Everyone loves a recipe of baked chicken with prunes or dates and there are numerous recipes to choose from and use as the base to tweak and make Chicken Marbella to your taste. Amanda Hesser uses d’Agen prunes, and the Silver Palate cookbook recipe for Chicken Marbella uses prunes and also pitted green olives. In one of my favorite cookbooks, Ottolenghi’s Simple, he used the Silver Palate Chicken Marbella recipe as his inspiration but instead of prunes he uses Medjool dates and pitted green olives.
The point is this is a delicious recipe that everyone loves to makes in their own way. Ottolenghi says “ it’s everything I want from a dish, it’s comforting and simple but really delivers in terms of flavor.“
The Silver Palate cookbook gave the Chicken Marbella recipe its name but it’s unclear why. It’s not a typical dish you would find in Marbella Spain although the recipe creator Sheila Lukins says she was inspired by Spanish and North African cuisine. One commenter on Epicurious says the dish comes from a French classic, "Lapin Au Pruneau", or rabbit with prunes. Others say it’s a classic Passover recipe.
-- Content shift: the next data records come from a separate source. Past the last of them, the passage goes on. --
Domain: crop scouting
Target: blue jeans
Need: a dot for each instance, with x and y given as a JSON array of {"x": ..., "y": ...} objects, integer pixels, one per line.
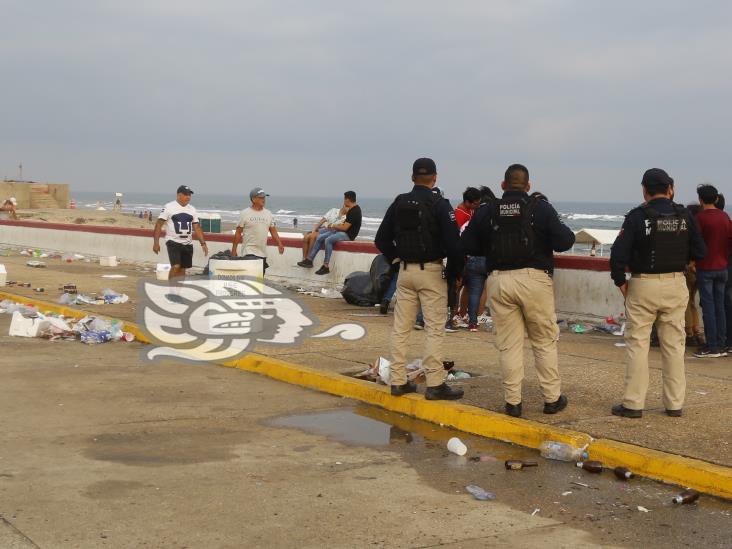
[
  {"x": 475, "y": 277},
  {"x": 392, "y": 284},
  {"x": 329, "y": 240},
  {"x": 728, "y": 302},
  {"x": 711, "y": 286}
]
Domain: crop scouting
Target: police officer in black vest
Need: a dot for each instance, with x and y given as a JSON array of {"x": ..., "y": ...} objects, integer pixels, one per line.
[
  {"x": 656, "y": 243},
  {"x": 518, "y": 235},
  {"x": 419, "y": 228}
]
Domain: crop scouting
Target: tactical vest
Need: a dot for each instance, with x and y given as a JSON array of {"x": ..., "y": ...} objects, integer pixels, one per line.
[
  {"x": 664, "y": 247},
  {"x": 417, "y": 231},
  {"x": 512, "y": 233}
]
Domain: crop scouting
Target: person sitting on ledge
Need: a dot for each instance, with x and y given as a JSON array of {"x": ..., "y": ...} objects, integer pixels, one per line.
[
  {"x": 348, "y": 230},
  {"x": 334, "y": 216},
  {"x": 8, "y": 209}
]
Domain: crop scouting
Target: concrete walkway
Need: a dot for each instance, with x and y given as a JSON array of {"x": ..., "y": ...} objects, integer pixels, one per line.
[
  {"x": 592, "y": 367},
  {"x": 99, "y": 449}
]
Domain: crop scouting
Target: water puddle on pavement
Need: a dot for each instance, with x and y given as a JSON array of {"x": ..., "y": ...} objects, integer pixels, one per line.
[
  {"x": 369, "y": 426},
  {"x": 633, "y": 513}
]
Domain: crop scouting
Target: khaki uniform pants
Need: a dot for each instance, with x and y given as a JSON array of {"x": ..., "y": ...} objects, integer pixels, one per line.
[
  {"x": 427, "y": 288},
  {"x": 659, "y": 298},
  {"x": 524, "y": 300}
]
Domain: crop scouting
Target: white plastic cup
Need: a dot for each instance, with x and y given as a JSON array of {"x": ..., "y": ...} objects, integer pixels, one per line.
[{"x": 456, "y": 446}]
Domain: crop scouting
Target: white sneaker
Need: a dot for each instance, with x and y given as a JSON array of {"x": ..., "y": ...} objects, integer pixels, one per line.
[{"x": 458, "y": 322}]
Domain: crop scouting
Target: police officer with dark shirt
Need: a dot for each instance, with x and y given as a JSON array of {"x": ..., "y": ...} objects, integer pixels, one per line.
[
  {"x": 419, "y": 228},
  {"x": 518, "y": 235},
  {"x": 656, "y": 243}
]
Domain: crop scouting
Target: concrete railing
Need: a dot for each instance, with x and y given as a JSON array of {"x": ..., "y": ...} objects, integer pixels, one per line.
[{"x": 582, "y": 284}]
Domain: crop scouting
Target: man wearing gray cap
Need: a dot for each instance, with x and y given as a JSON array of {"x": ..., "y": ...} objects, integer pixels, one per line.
[{"x": 251, "y": 231}]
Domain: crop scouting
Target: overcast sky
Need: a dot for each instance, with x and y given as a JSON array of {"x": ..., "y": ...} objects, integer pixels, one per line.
[{"x": 313, "y": 97}]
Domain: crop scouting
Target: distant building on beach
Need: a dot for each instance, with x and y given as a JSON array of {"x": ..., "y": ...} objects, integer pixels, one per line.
[{"x": 35, "y": 195}]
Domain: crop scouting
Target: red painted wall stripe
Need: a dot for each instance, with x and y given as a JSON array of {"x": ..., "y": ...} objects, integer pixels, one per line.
[{"x": 583, "y": 263}]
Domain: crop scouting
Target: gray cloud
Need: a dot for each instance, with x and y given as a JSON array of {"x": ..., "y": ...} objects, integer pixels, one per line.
[{"x": 305, "y": 95}]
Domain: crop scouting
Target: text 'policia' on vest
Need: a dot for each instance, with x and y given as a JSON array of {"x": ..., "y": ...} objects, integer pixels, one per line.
[
  {"x": 666, "y": 250},
  {"x": 417, "y": 231},
  {"x": 513, "y": 237}
]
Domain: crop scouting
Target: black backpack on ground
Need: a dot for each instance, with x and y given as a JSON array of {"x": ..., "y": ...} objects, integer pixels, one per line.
[
  {"x": 512, "y": 231},
  {"x": 417, "y": 230}
]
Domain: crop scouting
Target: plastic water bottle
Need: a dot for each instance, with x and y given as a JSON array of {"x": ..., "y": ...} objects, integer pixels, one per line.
[
  {"x": 116, "y": 330},
  {"x": 92, "y": 337},
  {"x": 480, "y": 494},
  {"x": 561, "y": 451}
]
I think what all these interpretations tell us is that the recipe is simply delicious and beloved and embraced by just about everyone who tries it. So give it a whirl and enjoy!
I love dried prunes so my recipe uses prunes along with unpitted Italian olives from our last harvest. I store our olives in a saltwater solution to use in recipes and serve as an appetizer. I also use a lot of capers from the Italian island, Pantelleria.
Ingredients
- 1 kg chicken pieces skin on
For the marinade:
- 2 teaspoons salt
- Freshly grated black pepper
- 3 garlic cloves peeled and crushed
- ½ cup fresh oregano leaves
- 2 fresh bay leaves
- 2 tablespoons extra virgin olive oil
- 2 tablespoons red wine vinegar
- 100 grams salt-cured un-pitted olives, rinsed
- 4 tablespoons salt-cured capers rinsed
- 14 pitted prunes
Sauce for baking the chicken:
- ½ cup white wine
- 1 tablespoon molasses
- 2 tablespoons brown sugar
To serve the chicken:
- 4 Sprigs of fresh oregano for plating
Instructions
For the marinade:
- Rob the chicken pieces with salt and freshly grated black pepper. Place the chicken in a glass or other non-reactive bowl.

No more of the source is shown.